By unraveling chromatin, two enzymes help neutrophils deploy defensive webs known as NETs, Papayannopoulos et al. reveal.
NETs (neutrophil extracellular traps) not only snare invaders, they are festooned with pathogen-killing proteins, including histones, which are best known for packaging chromatin but also serve as powerful antimicrobial agents. To make a NET, a neutrophil needs to unfurl and jettison its chromatin. The cell starts by cranking up its production of reactive oxygen species, but how this surge leads to chromatin unraveling remains murky.
Neutrophils are difficult to study because they live for only about six hours. So the researchers created a cell-free system that includes neutrophil nuclei and dollops of cytoplasm from the cells. They found that two enzymes stashed in cytoplasmic granules enter the nucleus and join forces to unwind the chromatin.
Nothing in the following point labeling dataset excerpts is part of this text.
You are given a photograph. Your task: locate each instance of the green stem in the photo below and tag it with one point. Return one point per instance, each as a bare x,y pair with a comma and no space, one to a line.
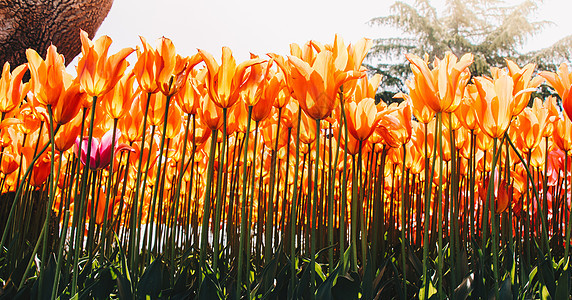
83,194
404,259
218,203
108,194
242,238
314,204
134,226
207,203
294,211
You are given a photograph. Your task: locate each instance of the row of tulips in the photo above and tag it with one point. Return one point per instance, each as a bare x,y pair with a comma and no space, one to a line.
282,154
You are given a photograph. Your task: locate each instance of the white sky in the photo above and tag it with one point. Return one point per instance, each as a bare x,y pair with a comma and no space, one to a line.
260,26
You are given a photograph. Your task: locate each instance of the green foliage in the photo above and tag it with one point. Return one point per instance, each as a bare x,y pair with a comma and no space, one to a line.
490,29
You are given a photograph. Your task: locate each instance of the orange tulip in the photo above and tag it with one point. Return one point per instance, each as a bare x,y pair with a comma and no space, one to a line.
226,81
193,92
12,91
396,127
118,101
10,161
419,106
563,133
523,80
174,122
47,77
561,81
144,69
442,88
156,112
315,86
131,125
493,106
210,114
96,72
530,128
66,136
69,104
362,118
466,113
173,70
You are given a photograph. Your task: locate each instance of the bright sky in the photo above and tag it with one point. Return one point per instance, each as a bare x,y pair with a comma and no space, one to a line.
262,26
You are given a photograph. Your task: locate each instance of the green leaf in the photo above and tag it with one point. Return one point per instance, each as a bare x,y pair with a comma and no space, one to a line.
563,285
303,288
325,289
506,289
432,291
151,283
464,289
367,282
347,287
209,289
123,285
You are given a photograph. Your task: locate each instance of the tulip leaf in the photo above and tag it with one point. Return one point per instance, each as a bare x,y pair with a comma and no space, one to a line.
506,289
209,288
150,283
464,289
563,285
123,285
347,287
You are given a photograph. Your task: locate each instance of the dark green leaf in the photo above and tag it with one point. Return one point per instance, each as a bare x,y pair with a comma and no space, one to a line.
151,283
563,285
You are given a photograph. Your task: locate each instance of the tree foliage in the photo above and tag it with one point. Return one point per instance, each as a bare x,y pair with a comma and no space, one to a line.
490,29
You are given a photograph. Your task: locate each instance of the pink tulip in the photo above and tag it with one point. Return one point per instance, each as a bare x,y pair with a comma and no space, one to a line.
100,154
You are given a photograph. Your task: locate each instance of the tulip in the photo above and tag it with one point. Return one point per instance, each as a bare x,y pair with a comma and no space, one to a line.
315,86
47,77
100,155
442,88
12,91
561,81
226,81
493,106
96,72
362,118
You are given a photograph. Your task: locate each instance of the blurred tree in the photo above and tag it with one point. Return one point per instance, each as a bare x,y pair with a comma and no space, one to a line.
38,23
490,29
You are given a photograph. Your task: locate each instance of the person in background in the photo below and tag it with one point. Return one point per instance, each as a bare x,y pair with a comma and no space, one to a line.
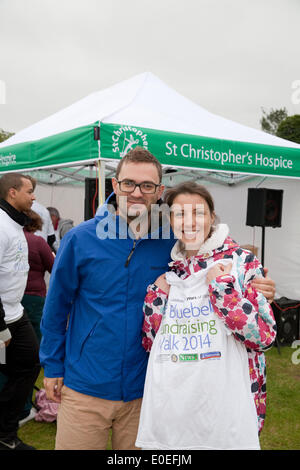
47,230
41,259
21,367
205,382
61,226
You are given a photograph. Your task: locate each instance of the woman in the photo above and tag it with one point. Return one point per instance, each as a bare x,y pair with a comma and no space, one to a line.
41,259
206,369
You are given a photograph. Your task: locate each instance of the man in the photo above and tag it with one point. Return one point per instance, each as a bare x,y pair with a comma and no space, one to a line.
91,348
21,365
61,226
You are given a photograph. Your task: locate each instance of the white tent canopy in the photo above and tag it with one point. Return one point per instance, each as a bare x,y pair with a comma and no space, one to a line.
144,101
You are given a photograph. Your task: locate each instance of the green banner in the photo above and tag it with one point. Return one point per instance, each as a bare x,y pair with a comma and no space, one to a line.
192,151
77,145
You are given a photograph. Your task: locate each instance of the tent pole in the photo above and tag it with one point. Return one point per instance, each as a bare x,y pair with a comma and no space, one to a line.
101,182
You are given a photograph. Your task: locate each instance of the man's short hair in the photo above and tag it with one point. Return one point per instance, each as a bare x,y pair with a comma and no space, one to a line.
140,155
13,180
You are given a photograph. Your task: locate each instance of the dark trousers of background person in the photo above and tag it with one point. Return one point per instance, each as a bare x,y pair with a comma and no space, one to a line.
33,306
21,369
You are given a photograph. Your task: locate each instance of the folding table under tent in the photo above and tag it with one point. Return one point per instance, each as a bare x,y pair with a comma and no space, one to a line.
144,111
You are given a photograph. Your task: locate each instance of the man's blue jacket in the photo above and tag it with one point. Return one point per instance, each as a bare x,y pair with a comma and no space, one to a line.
93,317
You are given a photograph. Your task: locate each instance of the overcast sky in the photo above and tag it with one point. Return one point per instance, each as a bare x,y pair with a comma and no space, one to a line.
230,56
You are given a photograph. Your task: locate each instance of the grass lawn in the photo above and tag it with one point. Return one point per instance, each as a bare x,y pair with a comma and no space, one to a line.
282,425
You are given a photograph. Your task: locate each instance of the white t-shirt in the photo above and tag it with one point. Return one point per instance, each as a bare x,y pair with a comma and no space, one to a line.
197,392
14,266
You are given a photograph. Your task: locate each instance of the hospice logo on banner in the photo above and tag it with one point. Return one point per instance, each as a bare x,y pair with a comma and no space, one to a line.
126,138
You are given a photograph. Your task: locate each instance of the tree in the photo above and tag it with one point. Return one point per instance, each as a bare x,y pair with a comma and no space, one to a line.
270,121
5,135
289,128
The first to make the move is neutrophil elastase (NE), which promotes chromosome decondensation by breaking down the H1 and H4 histones. Later in the process, myeloperoxidase (MPO) arrives at the nucleus to help NE unravel the chromatin. Exactly how MPO performs its task remains unclear, as its enzyme activity isn't required to decondense chromatin.
The researchers confirmed NE's importance for NET formation by exposing mice to Klebsiella pneumoniae bacteria. Neutrophils hustled to the lungs in control mice and in animals lacking NE. But neutrophils from the mice missing NE couldn't produce NETs to snare the bugs.
An important question to answer now, the researchers say, is how NE and MPO travel to the nucleus. The granules could merge with the nuclear membrane or burst and free the enzymes into the cytoplasm, from where they subsequently move to the nucleus.